At 340-350W on gradients of 4-6% with some bits at 8-10% you should be fine then. The attacks happen on the last two (known as Chappies and Suikerbossie). Race time is about 2:55 - 3:05 depending on weather conditions. You’ll be expected to average about 40km/h for the first hour (Simons Town water table is the benchmark in 1 hour or less to finish race in in 3 hours). that means averaging +/- 36Km/h which you state you can do.

The GPX file can be downloaded from anyone who’s done the event. I’d recommend following Gary Beneke (ex Pro) who is in the top 10 at almost every race he does and wins many of them. He rides in Dimension Data kit (is friends with the ex Chairman of Di-Data).
The activity below was his 2019 ride.

The 2019 year race results can be found here (the group prefix is & and is mixed with riders of all ages but similar abilitiess):

As far as training for the next 5 weeks, I’d use the GPX file to create a Zwift workout and ride parts of the course. As Joe Friel says often, the close you get to your goal event the more you should train like your event.

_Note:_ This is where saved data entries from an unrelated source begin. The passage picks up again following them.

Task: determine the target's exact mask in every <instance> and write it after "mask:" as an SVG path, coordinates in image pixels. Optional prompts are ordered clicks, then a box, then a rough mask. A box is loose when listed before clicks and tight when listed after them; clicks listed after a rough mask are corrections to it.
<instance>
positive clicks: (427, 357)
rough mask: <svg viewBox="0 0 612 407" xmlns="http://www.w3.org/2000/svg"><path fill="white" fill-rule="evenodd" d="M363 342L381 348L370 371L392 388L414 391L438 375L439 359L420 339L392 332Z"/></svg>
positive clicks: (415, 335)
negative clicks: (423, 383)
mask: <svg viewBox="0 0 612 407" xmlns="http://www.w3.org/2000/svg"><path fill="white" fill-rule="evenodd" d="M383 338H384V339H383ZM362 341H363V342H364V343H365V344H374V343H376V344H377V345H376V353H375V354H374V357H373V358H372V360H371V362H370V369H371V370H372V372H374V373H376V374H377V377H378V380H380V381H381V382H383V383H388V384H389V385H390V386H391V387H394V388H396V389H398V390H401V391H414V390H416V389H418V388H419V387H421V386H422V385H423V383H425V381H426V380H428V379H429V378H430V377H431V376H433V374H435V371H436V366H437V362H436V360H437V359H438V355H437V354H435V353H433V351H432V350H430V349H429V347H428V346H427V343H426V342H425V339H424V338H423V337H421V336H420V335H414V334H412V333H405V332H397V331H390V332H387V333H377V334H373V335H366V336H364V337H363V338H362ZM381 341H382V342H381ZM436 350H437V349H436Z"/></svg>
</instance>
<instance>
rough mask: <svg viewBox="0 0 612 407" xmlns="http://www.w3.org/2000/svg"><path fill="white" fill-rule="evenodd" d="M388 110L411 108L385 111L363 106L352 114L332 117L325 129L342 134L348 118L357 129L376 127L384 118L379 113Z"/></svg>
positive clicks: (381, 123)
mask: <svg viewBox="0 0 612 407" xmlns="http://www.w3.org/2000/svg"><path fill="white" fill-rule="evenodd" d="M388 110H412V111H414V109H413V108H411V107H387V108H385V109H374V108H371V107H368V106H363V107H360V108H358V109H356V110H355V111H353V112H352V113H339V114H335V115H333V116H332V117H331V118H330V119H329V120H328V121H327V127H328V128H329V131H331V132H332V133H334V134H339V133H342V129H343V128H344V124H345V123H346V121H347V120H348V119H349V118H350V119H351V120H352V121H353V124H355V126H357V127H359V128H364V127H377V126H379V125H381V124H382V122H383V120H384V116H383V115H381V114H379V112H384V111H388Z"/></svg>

Below are the race efforts from the GPX file. You can see the zone distribution (bottom right) it is mostly on the climbs. I’ve prescribed VO2 and AC sprints for the local athlete I’m coaching. His weakness/limiter is 4-8 minutes at close to Z5 power. He just can’t hold it long enough and is dropped 3/4 of the way up the climbs.

I can’t upload the GPX file here, but if you want it, I can share it in a Google shared folder, both the GPX file as well as ZWO.

That’s really helpful, thanks. The race strategy tips are a bonus! I will definitely add some high intensity work and also try to acclimate to higher temperatures. It’s very cold Toronto!